The current world population is 7,280,902,772. Within minutes, those last three digits will double, then triple. I remember taking this sociology class in college. We were required to keep checking the population on a website that tracked births and deaths per day, with the “clock” continuously ticking as the number climbed, births far exceeding deaths.
The world is not shrinking. It is expanding, rapidly, with most people paying no mind to fact or consequence. Life hardy seems cyclical, the world small, with those ten garish numbers flashing in your face. Then why does it feel like the walls are closing in the second that tab is clicked out?
I scroll through my Instagram photos feed, the one with images related to those you follow. I see how much people meticulously share. I see the calculation involved in strategically placed cleavage, attire, baby announcements and birthday parties. Is more effort being put into the surface that gets “likes” and “shares,” or is more put into the core, the part that keeps you up at night, fuels dreams and mends shortcomings?
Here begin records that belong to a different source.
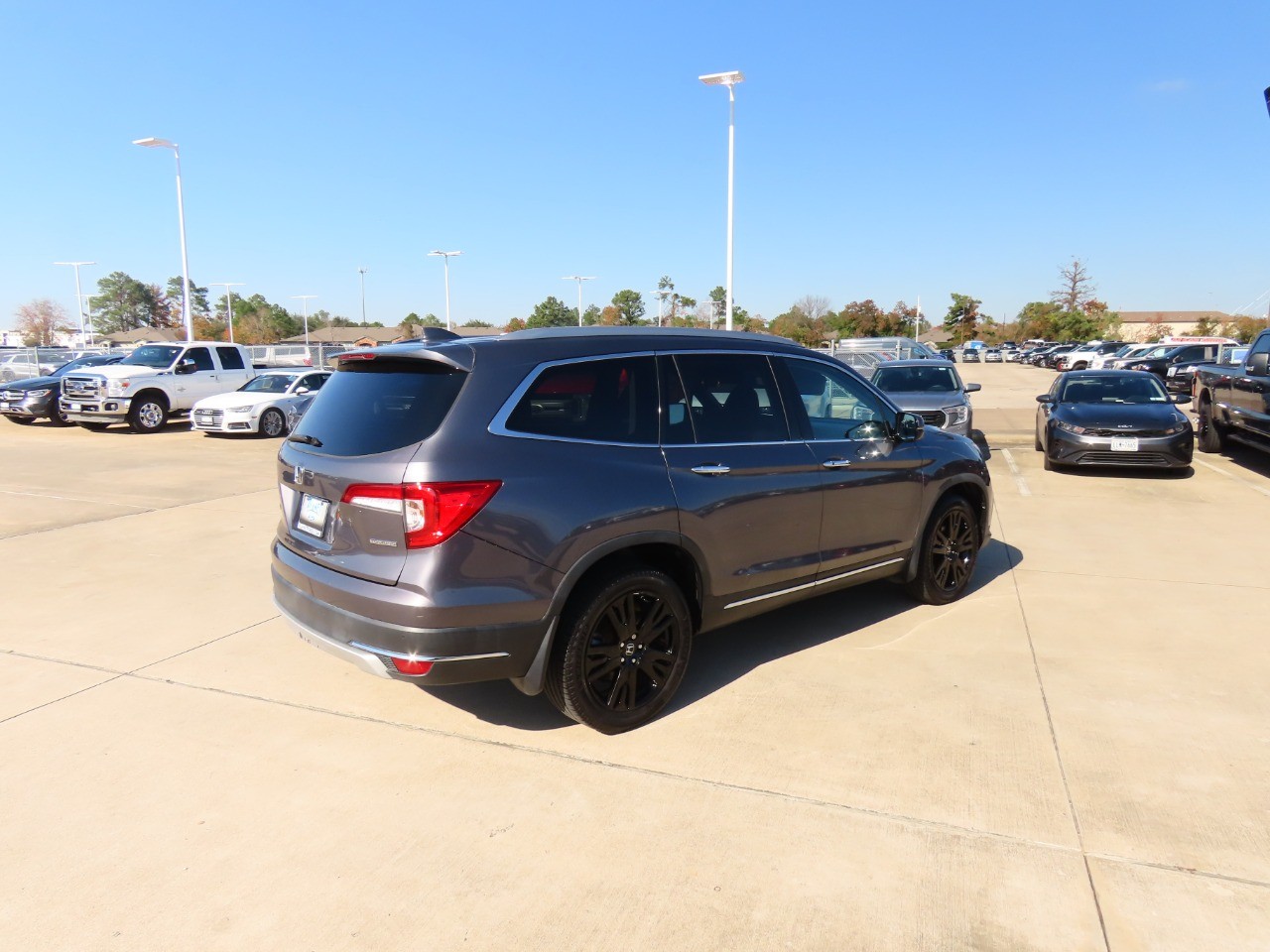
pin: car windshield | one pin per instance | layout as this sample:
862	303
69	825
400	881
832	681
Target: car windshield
1112	390
270	384
916	380
151	356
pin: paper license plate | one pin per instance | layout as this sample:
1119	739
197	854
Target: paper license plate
313	515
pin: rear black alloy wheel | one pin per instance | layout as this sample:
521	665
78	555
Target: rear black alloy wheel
272	422
1211	439
951	548
621	651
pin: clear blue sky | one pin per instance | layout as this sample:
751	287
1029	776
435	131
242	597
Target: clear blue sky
887	151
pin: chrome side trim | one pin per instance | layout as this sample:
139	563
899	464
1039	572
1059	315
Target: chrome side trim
813	584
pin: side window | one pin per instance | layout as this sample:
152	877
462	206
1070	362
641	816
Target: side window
202	358
730	399
838	407
607	402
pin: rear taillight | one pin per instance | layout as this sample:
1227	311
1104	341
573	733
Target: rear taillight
431	512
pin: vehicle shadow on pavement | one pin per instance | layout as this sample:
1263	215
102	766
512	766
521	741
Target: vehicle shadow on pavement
725	655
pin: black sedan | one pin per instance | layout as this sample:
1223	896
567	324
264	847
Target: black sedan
27	400
1112	417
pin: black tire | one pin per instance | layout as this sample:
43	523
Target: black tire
951	548
1211	436
148	414
273	424
621	651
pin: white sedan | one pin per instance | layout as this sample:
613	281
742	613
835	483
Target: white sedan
259	405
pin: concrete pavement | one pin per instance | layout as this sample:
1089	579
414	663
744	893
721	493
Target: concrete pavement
1075	757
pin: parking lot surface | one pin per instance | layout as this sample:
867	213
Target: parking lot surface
1075	757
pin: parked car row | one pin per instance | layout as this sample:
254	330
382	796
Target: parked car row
216	384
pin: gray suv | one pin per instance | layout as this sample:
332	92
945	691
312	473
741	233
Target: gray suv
567	508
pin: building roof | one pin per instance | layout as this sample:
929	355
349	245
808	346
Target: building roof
144	335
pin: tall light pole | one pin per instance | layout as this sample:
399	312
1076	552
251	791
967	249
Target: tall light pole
181	218
729	80
579	280
229	301
361	275
79	296
447	255
307	298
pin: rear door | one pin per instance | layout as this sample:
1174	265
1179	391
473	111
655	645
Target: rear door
873	483
748	493
361	431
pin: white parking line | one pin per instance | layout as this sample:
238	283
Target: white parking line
1255	488
1014	471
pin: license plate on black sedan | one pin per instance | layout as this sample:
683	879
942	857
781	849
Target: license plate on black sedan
314	512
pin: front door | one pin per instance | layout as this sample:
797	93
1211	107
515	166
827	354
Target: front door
873	483
747	493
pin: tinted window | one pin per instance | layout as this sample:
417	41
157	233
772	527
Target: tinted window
730	399
607	402
202	358
835	403
381	405
916	380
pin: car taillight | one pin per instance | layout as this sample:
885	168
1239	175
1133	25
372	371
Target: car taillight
431	512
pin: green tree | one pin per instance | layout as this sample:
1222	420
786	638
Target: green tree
962	317
630	306
552	312
41	321
122	302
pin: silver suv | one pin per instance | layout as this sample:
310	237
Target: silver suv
567	508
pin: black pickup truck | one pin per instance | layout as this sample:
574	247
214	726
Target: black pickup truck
1233	403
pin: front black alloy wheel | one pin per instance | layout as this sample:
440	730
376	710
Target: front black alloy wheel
951	548
621	651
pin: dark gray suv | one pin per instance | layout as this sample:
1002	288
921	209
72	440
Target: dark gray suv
567	508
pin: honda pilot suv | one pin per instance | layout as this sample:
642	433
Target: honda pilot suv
568	508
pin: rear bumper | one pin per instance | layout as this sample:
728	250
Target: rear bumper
460	655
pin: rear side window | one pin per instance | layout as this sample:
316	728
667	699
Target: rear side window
606	402
380	405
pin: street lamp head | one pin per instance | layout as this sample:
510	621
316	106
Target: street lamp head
722	79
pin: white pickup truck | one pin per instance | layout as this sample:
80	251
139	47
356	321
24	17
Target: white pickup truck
153	384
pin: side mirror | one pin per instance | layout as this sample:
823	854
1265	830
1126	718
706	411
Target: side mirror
910	426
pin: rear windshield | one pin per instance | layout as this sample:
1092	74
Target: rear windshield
381	405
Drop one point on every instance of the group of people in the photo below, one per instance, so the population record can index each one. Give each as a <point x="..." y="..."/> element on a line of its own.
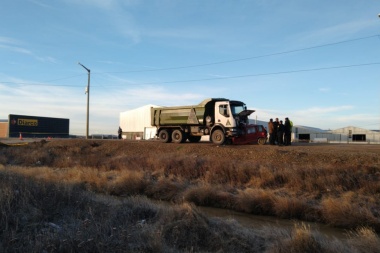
<point x="279" y="132"/>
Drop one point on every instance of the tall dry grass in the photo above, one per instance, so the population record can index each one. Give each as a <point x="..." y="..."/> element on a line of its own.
<point x="343" y="196"/>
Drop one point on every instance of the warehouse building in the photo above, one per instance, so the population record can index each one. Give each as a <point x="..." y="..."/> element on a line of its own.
<point x="136" y="125"/>
<point x="34" y="127"/>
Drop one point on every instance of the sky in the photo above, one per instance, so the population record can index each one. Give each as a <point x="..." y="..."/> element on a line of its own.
<point x="316" y="62"/>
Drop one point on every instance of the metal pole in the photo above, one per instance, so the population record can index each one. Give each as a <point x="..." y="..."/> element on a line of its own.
<point x="88" y="98"/>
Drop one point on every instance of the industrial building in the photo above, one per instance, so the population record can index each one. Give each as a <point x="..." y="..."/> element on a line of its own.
<point x="34" y="127"/>
<point x="136" y="125"/>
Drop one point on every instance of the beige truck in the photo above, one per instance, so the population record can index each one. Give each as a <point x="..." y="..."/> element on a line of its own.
<point x="220" y="118"/>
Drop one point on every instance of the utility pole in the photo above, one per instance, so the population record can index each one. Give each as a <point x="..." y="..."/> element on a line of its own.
<point x="88" y="97"/>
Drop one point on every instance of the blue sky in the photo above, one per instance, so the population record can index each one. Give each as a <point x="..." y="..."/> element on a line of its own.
<point x="316" y="62"/>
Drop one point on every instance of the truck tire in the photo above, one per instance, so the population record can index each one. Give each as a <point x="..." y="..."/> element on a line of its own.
<point x="194" y="139"/>
<point x="261" y="141"/>
<point x="164" y="136"/>
<point x="178" y="136"/>
<point x="218" y="137"/>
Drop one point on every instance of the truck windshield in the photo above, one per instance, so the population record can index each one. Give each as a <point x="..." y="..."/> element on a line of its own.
<point x="236" y="109"/>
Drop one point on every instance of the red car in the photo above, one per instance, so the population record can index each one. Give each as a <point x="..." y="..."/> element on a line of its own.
<point x="252" y="134"/>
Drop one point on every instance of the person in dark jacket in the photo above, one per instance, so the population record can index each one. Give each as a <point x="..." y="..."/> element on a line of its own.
<point x="271" y="132"/>
<point x="287" y="132"/>
<point x="275" y="126"/>
<point x="119" y="132"/>
<point x="280" y="133"/>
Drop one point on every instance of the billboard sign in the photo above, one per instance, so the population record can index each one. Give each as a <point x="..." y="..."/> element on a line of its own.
<point x="38" y="127"/>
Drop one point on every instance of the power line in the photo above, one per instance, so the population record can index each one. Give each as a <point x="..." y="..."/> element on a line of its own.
<point x="229" y="77"/>
<point x="216" y="63"/>
<point x="246" y="58"/>
<point x="262" y="74"/>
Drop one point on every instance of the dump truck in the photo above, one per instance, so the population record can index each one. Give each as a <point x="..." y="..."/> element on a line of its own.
<point x="220" y="118"/>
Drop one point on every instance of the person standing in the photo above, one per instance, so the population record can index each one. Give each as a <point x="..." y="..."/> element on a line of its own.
<point x="119" y="133"/>
<point x="287" y="132"/>
<point x="280" y="133"/>
<point x="275" y="126"/>
<point x="271" y="132"/>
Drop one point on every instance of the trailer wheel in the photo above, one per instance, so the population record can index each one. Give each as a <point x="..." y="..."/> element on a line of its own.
<point x="218" y="137"/>
<point x="178" y="136"/>
<point x="261" y="141"/>
<point x="194" y="139"/>
<point x="164" y="136"/>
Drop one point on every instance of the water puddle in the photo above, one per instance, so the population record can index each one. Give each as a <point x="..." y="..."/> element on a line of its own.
<point x="258" y="221"/>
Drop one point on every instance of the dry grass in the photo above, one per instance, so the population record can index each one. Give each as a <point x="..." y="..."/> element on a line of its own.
<point x="45" y="186"/>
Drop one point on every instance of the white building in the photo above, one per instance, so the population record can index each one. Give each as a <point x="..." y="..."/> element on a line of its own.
<point x="136" y="125"/>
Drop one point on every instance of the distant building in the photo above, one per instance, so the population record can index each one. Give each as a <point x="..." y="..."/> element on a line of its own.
<point x="136" y="125"/>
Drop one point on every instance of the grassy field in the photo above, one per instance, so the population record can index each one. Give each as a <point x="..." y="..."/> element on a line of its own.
<point x="95" y="196"/>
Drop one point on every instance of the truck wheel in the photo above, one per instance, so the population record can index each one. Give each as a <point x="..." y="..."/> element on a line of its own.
<point x="164" y="136"/>
<point x="178" y="136"/>
<point x="218" y="137"/>
<point x="261" y="141"/>
<point x="194" y="139"/>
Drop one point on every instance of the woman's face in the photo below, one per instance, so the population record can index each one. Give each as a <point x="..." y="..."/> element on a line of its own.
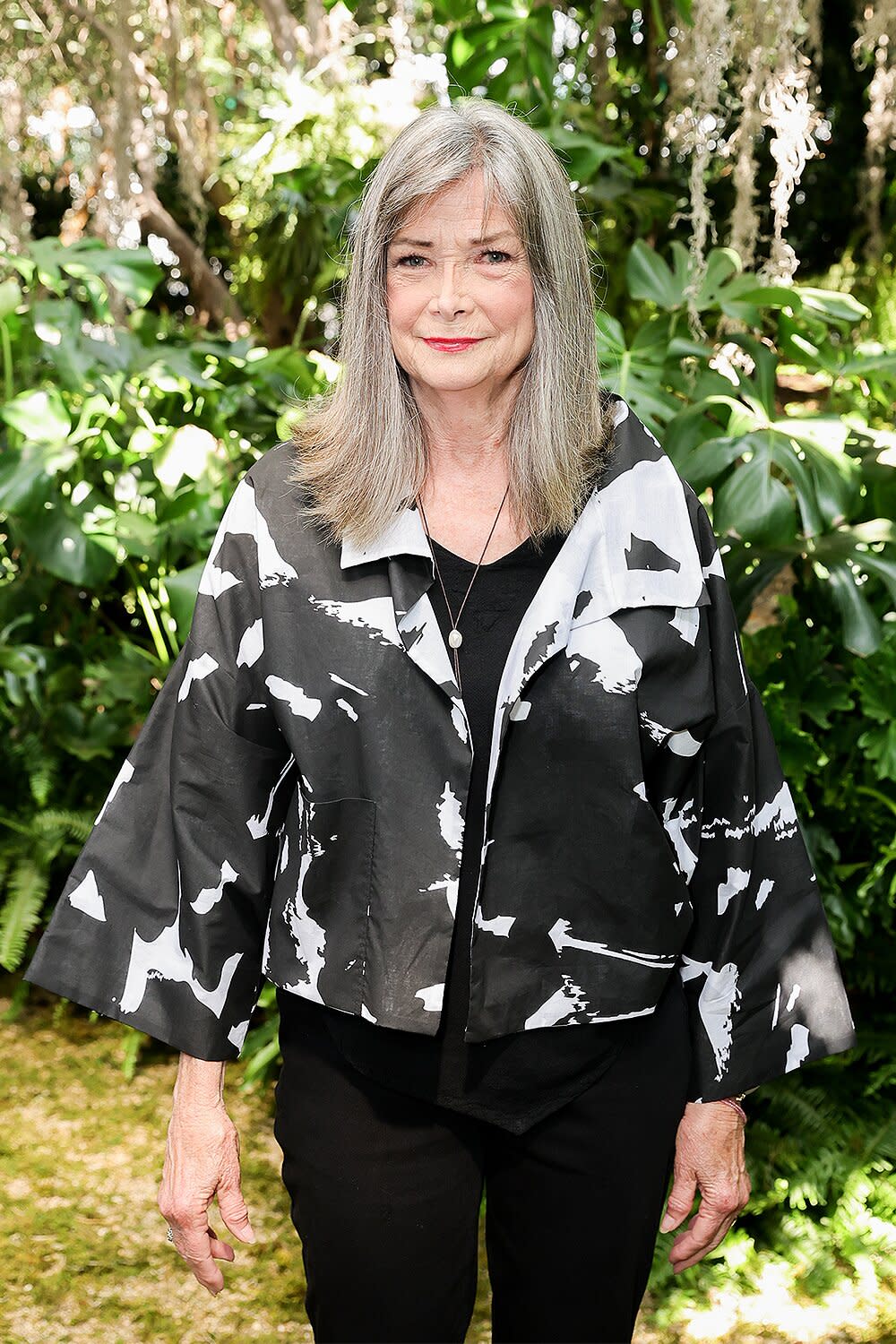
<point x="444" y="282"/>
I think we’re all desperately grasping for something to make us stand out amid a multiplying newsfeed of personas. After all, a non-digital reality bears no filters on bad hair days, offers no character count for us to type up before sharing. Every time I reach for the camera app on my iPhone, guilt immerses as I realize the indulgence, and the disservice I’m doing to my potential as a human.
The world is shrinking. We have more interactions in weeks than perhaps most had in years only decades ago. We are compulsive categorizers that merely scratch the surface of others through a couple lines of a bio and recent pictures from a concert. A dismal thought, but I can’t help wonder if there’s less variation in personality and interests based on the abundance of strategic sharing and digital colonization. Are we being influenced or defined?
In all honesty, I don’t have a solution. There are little things here and there I do to maintain the personal balance and sense of self to, well, go through the motions with minimal damage. Read, write when possible, listen to music without a screen—but, most importantly, observe. Notice. Take it all in, the way the dirt and weather changes the brick color on the building by your apartment. Look into a stranger’s face and think about what they ate for breakfast. These are silly, maybe trivial seeming, but they are real moments.
When you consider the nuances, suddenly, the world seems much bigger. The real newsfeed is when you step outside.